Abstract
Fully developed laminar flow and heat transfer performance of V-pattern folded core sandwich structures subjected to forced convection are numerically investigated. Based on the periodic feature of folded core, a methodology to simulate the fully developed flow and heat transfer state with a few unit cells is developed. The influences of geometric parameters on the coolant flow resistance and heat transfer behaviour are evaluated. Afterwards, approximate models are established based on design to optimize the heat dissipation efficiency. Design variables considered are geometric parameters of the V-pattern folded core, while the corresponding relative density is taken as a constraint. The simulation results show that the presented methodology makes it possible to analyse the fully developed regime with less computing resources.

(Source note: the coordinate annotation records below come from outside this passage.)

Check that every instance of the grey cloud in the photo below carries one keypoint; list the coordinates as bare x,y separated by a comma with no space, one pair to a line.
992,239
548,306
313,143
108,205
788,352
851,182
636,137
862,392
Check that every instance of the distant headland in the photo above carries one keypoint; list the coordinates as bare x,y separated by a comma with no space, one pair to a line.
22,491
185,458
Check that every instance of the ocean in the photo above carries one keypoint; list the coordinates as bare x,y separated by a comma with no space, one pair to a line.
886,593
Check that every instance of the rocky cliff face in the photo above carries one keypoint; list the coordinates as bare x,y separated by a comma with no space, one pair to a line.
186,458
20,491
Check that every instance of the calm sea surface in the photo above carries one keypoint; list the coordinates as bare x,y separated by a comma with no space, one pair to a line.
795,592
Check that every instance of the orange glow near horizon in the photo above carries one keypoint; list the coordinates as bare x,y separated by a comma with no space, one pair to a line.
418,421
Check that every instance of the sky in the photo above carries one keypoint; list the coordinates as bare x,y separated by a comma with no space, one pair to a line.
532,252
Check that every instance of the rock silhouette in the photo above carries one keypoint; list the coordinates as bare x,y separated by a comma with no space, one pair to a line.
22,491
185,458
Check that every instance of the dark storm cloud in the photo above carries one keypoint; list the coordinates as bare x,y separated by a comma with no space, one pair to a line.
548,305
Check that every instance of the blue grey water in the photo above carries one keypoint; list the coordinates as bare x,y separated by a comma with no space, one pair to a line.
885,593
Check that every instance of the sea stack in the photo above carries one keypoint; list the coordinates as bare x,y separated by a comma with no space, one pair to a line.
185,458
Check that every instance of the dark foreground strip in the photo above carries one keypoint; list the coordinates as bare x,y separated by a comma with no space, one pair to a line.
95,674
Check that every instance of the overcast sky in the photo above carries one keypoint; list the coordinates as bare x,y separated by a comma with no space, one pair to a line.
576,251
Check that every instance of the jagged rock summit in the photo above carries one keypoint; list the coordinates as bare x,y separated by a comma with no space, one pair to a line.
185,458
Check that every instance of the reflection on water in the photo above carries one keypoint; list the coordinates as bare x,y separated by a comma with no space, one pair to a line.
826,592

It is found that both pressure drop and heat transfer rate increase with the tortuosity of the flow channel and the inclination of the folded core. The optimization generates a design with a mildly tortuous feature in the streamwise direction to gain a maximum of heat dissipation efficiency under the current conditions.
1. Introduction
Sandwich structures are widely used in aerospace industry due to their lightweight, high specific strength, and high specific stiffness characteristics [1]. A folded core sandwich structure features various geometric parameters together with its open cell geometry, which gives it the potential for simultaneous load bearing and heat dissipation [2, 3]. It consists of two face sheets and a three-dimensional core which can be folded from a planar base material along certain geometric lines [4, 5]. The folded core can be manufactured from a variety of sheet materials and can be tailored into different geometries meeting different functional requirements. In addition, the open cell design of folded core allows internal fluid transport, further improving the heat dissipation capacity [3]. The mechanical and impact behaviours of V-pattern folded core sandwich structure have been paid much more attention and studied both experimentally and numerically in recent years, while little work exists on its active cooling capabilities [3, 5–7].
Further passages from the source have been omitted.